Although having multiple reactive double bonds, the unsubstituted α,ω-diphenylpolyenes, (E,E)-DPB and (E,E,E)-DPH, underwent no [2+2] photocycloaddition in the solid state due to the unfavorable crystal packing for the reaction. However, with appropriate ring-substituents, noncovalent intermolecular interactions in crystals were effectively utilized to prealign molecules in stacking arrangements, suitable for the [2+2] photodimerization and photopolymerization.

Cyano- and formyl-substituted DPHs, 4 and 7 respectively, underwent solid-state [2+2] cycloaddition to give dimers and higher oligomers. The crystal structures were constructed by relatively weak intermolecular interactions such as CH···N and CH···O hydrogen bonds. It seems to be important that the interactions in the [2+2] photoreactive crystals should be rather weak than too strong, so as to make atomic and molecular movements required by the reaction easy in the crystal lattice.

The [2+2] photoreaction of perfluorinated DPHs 32 and 3/33 occurred more efficiently than those of 4 and 7 to afford dimers, trimers, and higher oligomers in moderate to reasonably good yields. The novel structures of the photoproducts were almost inaccessible by other synthetic methods. However, MWs of the polymeric products were relatively low. To improve this point, the positions of reactant molecules in crystals should not change largely during the photoreaction. For this purpose, it would be desirable to perform the reaction in a single-crystal-to-single-crystal manner, by controlling the light energy of irradiation (irradiation at the long wavelength tail of the absorption) [27,169,170] or by nanocrystallization of the reactants [171,172].

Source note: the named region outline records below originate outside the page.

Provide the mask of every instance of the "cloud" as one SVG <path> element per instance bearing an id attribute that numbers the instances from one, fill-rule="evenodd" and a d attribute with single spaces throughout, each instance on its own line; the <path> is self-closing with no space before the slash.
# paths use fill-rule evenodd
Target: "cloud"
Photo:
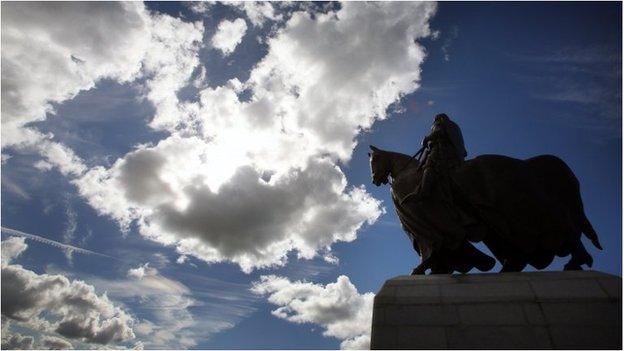
<path id="1" fill-rule="evenodd" d="M 249 80 L 167 103 L 148 92 L 150 125 L 171 135 L 142 145 L 74 183 L 99 213 L 127 230 L 206 262 L 245 272 L 300 258 L 331 259 L 383 212 L 338 166 L 355 138 L 418 88 L 434 3 L 345 3 L 311 16 L 292 13 L 267 40 Z M 192 64 L 185 65 L 192 67 Z M 169 86 L 189 84 L 171 78 Z M 149 85 L 175 91 L 162 82 Z M 251 98 L 240 101 L 238 94 Z"/>
<path id="2" fill-rule="evenodd" d="M 246 31 L 247 23 L 242 18 L 234 21 L 223 20 L 212 37 L 212 46 L 221 51 L 223 56 L 228 56 L 243 41 Z"/>
<path id="3" fill-rule="evenodd" d="M 4 229 L 4 228 L 3 228 Z M 10 237 L 2 241 L 2 266 L 8 265 L 22 252 L 26 251 L 28 245 L 26 245 L 24 238 Z"/>
<path id="4" fill-rule="evenodd" d="M 313 323 L 323 335 L 341 340 L 343 349 L 369 349 L 373 293 L 358 293 L 348 277 L 341 275 L 325 286 L 274 275 L 262 276 L 252 291 L 268 295 L 280 306 L 271 313 L 293 323 Z"/>
<path id="5" fill-rule="evenodd" d="M 158 270 L 149 266 L 149 262 L 139 266 L 137 268 L 131 268 L 128 270 L 128 277 L 142 279 L 146 275 L 152 277 L 158 274 Z"/>
<path id="6" fill-rule="evenodd" d="M 6 334 L 2 333 L 3 350 L 32 350 L 34 346 L 34 338 L 32 336 L 23 336 L 20 333 Z"/>
<path id="7" fill-rule="evenodd" d="M 178 81 L 187 63 L 196 64 L 189 45 L 198 45 L 203 30 L 201 23 L 152 15 L 139 2 L 11 3 L 2 17 L 2 148 L 35 151 L 67 176 L 80 176 L 87 166 L 29 123 L 102 79 Z M 176 86 L 167 88 L 152 88 L 151 99 L 177 101 Z"/>
<path id="8" fill-rule="evenodd" d="M 130 269 L 126 279 L 85 277 L 115 300 L 131 305 L 141 316 L 133 331 L 146 348 L 193 348 L 201 340 L 232 328 L 255 310 L 257 298 L 246 284 L 203 274 L 181 274 L 191 283 L 191 290 L 150 265 Z"/>
<path id="9" fill-rule="evenodd" d="M 243 12 L 251 23 L 256 27 L 262 27 L 267 21 L 280 21 L 283 19 L 281 14 L 275 11 L 276 6 L 284 6 L 278 2 L 268 1 L 242 1 L 242 2 L 226 2 L 228 5 L 233 5 Z"/>
<path id="10" fill-rule="evenodd" d="M 23 241 L 3 241 L 3 258 L 5 252 L 8 257 L 22 253 Z M 2 316 L 88 343 L 106 345 L 135 337 L 133 318 L 106 295 L 97 295 L 93 286 L 63 275 L 37 274 L 8 261 L 2 265 Z"/>
<path id="11" fill-rule="evenodd" d="M 453 26 L 451 30 L 449 31 L 448 35 L 446 36 L 446 38 L 444 39 L 444 44 L 442 44 L 441 50 L 442 50 L 442 54 L 444 54 L 444 61 L 446 62 L 451 60 L 451 53 L 450 53 L 451 45 L 453 44 L 453 41 L 457 39 L 458 35 L 459 35 L 459 30 L 457 29 L 457 26 Z"/>
<path id="12" fill-rule="evenodd" d="M 41 340 L 41 346 L 49 350 L 68 350 L 74 348 L 69 341 L 55 336 L 44 336 Z"/>
<path id="13" fill-rule="evenodd" d="M 533 98 L 573 106 L 576 114 L 584 116 L 581 123 L 574 122 L 576 126 L 603 129 L 609 134 L 617 130 L 619 136 L 620 128 L 614 127 L 622 115 L 620 51 L 594 45 L 510 57 L 522 65 L 523 71 L 516 78 Z"/>

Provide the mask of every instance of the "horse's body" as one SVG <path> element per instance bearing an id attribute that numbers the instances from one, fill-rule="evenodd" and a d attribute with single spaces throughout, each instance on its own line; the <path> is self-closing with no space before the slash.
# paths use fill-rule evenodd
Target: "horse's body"
<path id="1" fill-rule="evenodd" d="M 570 254 L 566 269 L 591 266 L 580 241 L 583 232 L 600 248 L 583 211 L 578 180 L 557 157 L 467 160 L 451 174 L 452 204 L 436 196 L 403 202 L 422 176 L 416 159 L 373 148 L 371 168 L 376 185 L 393 180 L 397 214 L 421 256 L 414 273 L 491 269 L 493 264 L 469 242 L 483 241 L 504 271 L 521 271 L 526 264 L 542 269 L 555 255 Z"/>

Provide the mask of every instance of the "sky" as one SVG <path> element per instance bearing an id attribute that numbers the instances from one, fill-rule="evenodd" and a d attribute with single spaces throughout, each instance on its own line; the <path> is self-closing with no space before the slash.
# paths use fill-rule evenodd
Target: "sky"
<path id="1" fill-rule="evenodd" d="M 419 263 L 368 146 L 441 112 L 562 158 L 622 274 L 621 3 L 1 6 L 2 348 L 367 348 Z"/>

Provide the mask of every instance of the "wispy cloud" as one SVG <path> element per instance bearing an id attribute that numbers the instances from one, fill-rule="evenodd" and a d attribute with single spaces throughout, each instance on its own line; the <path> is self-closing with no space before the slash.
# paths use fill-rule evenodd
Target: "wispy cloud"
<path id="1" fill-rule="evenodd" d="M 118 260 L 117 258 L 113 257 L 113 256 L 109 256 L 109 255 L 105 255 L 99 252 L 95 252 L 95 251 L 91 251 L 91 250 L 87 250 L 87 249 L 83 249 L 81 247 L 77 247 L 77 246 L 73 246 L 73 245 L 68 245 L 68 244 L 63 244 L 60 243 L 58 241 L 55 240 L 51 240 L 48 238 L 44 238 L 41 237 L 39 235 L 35 235 L 35 234 L 30 234 L 30 233 L 26 233 L 26 232 L 22 232 L 20 230 L 17 229 L 11 229 L 11 228 L 7 228 L 7 227 L 0 227 L 2 228 L 2 232 L 9 234 L 9 235 L 14 235 L 14 236 L 20 236 L 26 239 L 30 239 L 33 241 L 37 241 L 46 245 L 51 245 L 54 246 L 56 248 L 59 248 L 61 250 L 65 250 L 65 251 L 71 251 L 71 252 L 75 252 L 75 253 L 79 253 L 79 254 L 84 254 L 84 255 L 96 255 L 96 256 L 100 256 L 100 257 L 106 257 L 106 258 L 111 258 L 114 260 Z"/>
<path id="2" fill-rule="evenodd" d="M 442 44 L 441 50 L 442 54 L 444 54 L 444 61 L 446 62 L 451 60 L 451 45 L 453 44 L 455 39 L 457 39 L 458 35 L 459 30 L 457 29 L 457 26 L 453 26 L 444 38 L 444 43 Z"/>
<path id="3" fill-rule="evenodd" d="M 522 67 L 516 79 L 533 98 L 574 104 L 588 116 L 584 127 L 600 129 L 621 119 L 620 50 L 596 45 L 509 56 Z"/>

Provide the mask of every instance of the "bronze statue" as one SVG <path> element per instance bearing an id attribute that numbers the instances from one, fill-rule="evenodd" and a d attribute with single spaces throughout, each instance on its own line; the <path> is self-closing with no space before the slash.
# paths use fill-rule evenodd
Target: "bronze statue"
<path id="1" fill-rule="evenodd" d="M 527 264 L 543 269 L 555 255 L 571 255 L 566 270 L 591 267 L 581 234 L 602 247 L 572 170 L 551 155 L 527 160 L 482 155 L 464 161 L 461 131 L 453 125 L 448 116 L 436 116 L 423 142 L 429 148 L 424 160 L 416 158 L 420 152 L 410 157 L 371 146 L 373 183 L 392 179 L 396 212 L 421 256 L 412 274 L 491 270 L 494 259 L 471 244 L 476 242 L 490 249 L 504 272 Z"/>

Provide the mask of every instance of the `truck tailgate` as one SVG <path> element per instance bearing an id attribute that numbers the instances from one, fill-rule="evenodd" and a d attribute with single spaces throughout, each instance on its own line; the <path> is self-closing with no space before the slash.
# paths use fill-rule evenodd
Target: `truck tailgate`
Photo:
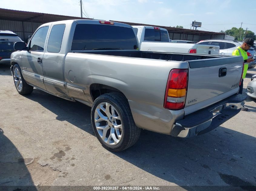
<path id="1" fill-rule="evenodd" d="M 238 92 L 243 64 L 241 56 L 188 62 L 188 83 L 185 115 Z"/>
<path id="2" fill-rule="evenodd" d="M 220 47 L 216 45 L 206 44 L 198 44 L 197 48 L 196 53 L 198 54 L 219 54 Z"/>

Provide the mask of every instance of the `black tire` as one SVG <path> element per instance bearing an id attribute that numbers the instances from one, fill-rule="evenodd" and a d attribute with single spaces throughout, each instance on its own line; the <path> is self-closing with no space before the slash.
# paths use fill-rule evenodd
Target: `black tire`
<path id="1" fill-rule="evenodd" d="M 119 114 L 122 125 L 122 137 L 119 142 L 115 145 L 107 144 L 100 136 L 94 122 L 95 113 L 99 104 L 107 102 L 113 105 Z M 138 140 L 141 129 L 135 125 L 128 101 L 121 94 L 113 92 L 102 95 L 95 100 L 91 108 L 91 120 L 93 130 L 102 146 L 111 151 L 121 151 L 134 145 Z"/>
<path id="2" fill-rule="evenodd" d="M 15 68 L 17 68 L 19 71 L 20 75 L 20 78 L 19 78 L 19 79 L 22 83 L 22 86 L 20 90 L 19 90 L 18 89 L 15 84 L 15 79 L 14 74 L 15 70 Z M 19 94 L 21 95 L 28 95 L 32 93 L 34 89 L 34 87 L 28 84 L 27 82 L 26 82 L 26 81 L 25 81 L 22 75 L 22 74 L 21 73 L 21 70 L 20 69 L 20 66 L 17 64 L 15 65 L 13 67 L 13 68 L 12 70 L 12 77 L 13 78 L 13 81 L 14 82 L 14 85 L 15 86 L 16 89 Z"/>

Interestingly, symmetrically perfluorinated DPH 33 was [2+2] photoreactive, despite the large distance of double bonds (5.939 Å) in the crystal. The result suggests that molecules can move and approach each other in the lattice on photoexcitation.

The chloro and donor-acceptor substituents were useful as steering groups for the [2+2] reactions of (E)-CA, and those of shorter α,ω-diphenylpolyenes such as (E)-stilbene and (E,E)-DPB. However, the substitution was ineffective to induce the reactions of (E,E,E)-DPHs. Despite the π-stacked molecular arrangements with double bond distances less than 4.2 Å, crystals 9, 20 and 24 were photostable. Although the reasons are unclear at present, the results suggest that the magnitude of π-orbital interactions in the excited state is more important in determining the [2+2] photoreactivity than the X-ray double bond distance in the ground state. This is consistent with the fact that the observation of solid-state excimer/monomer fluorescence correlates very well with [2+2] photoreactivity/unreactivity for all the DPH crystals examined.

The solid-state [2+2] photocycloaddition is one of the most useful photochemical reactions, not only in synthetic organic chemistry but also in material chemistry and applied physics. Only by light irradiation, very large changes in molecular structure are induced, which should consequently lead to large changes in electronic and optical properties of the molecules. Thus, if photochemical and/or thermal reverse reactions are available, the [2+2] reactions will find a wide variety of industrial applications.